修正に合わせてconnection_handling_test.rbにテストケースも追加されました。テストでは、外側のwith_connection内でlease_connectionを呼び出した後、内側のwith_connection(prevent_permanent_checkout: true)を実行し、ブロック終了後も接続プールがアクティブな接続を保持し続けることをassert_predicateとassert_sameで検証しています。
設計判断
prevent_permanent_checkout: trueの意味を「stickyリースを永続的に確保させない」から「外側のコンテキストのstickyフラグを常に復元する」へと明確化する判断です。
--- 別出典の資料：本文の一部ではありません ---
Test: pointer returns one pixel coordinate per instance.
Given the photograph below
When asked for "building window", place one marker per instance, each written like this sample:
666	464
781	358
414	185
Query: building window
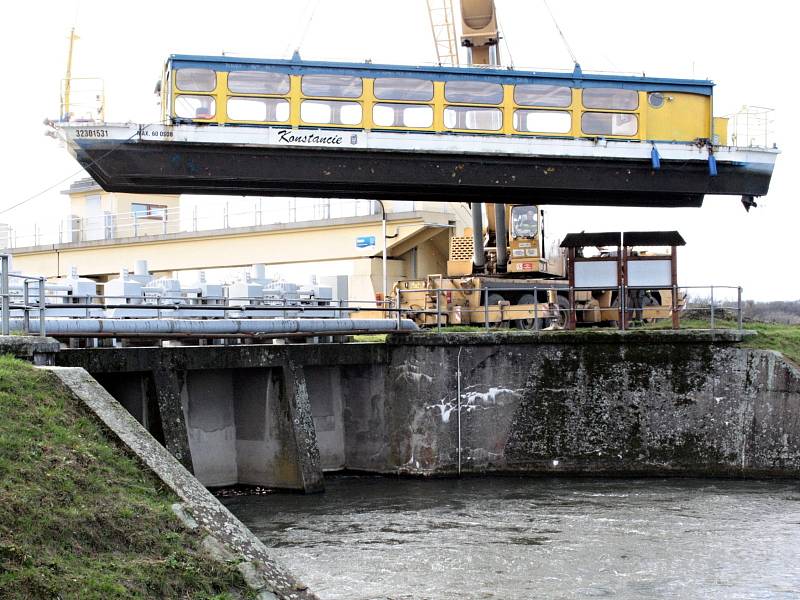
155	212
修正前の実装は「sticky_wasがfalseのときだけ復元する」という動作でしたが、これはprevent_permanent_checkoutの本来の目的である「ブロックを抜けたら元の状態に戻す」という契約と矛盾します。sticky_wasがtrueであれば、ブロック終了後もtrueに戻すのが自然な「外側コンテキストの維持」です。修正後はprevent_permanent_checkoutフラグが立っていれば、sticky_wasの値に関わらず無条件に復元が行われるため、挙動が一貫します。
変更はガード条件の削除のみであり、新たなロジックの追加はありません。影響を受けるのは「prevent_permanent_checkout: trueを指定し、かつ呼び出し前にstickyがtrueだった場合」という限定的なケースのみで、他のパスには影響がありません。
まとめ
&& !sticky_wasという小さなガード条件が、「外側コンテキストを常に復元する」というprevent_permanent_checkoutの設計原則を破っていたバグです。2文字相当の削除によって、ネストしたwith_connectionが外側のstickyリース状態を正しく保全するようになり、アドバイザリロックのような接続の同一性に依存するライブラリが安全に動作できる基盤が整います。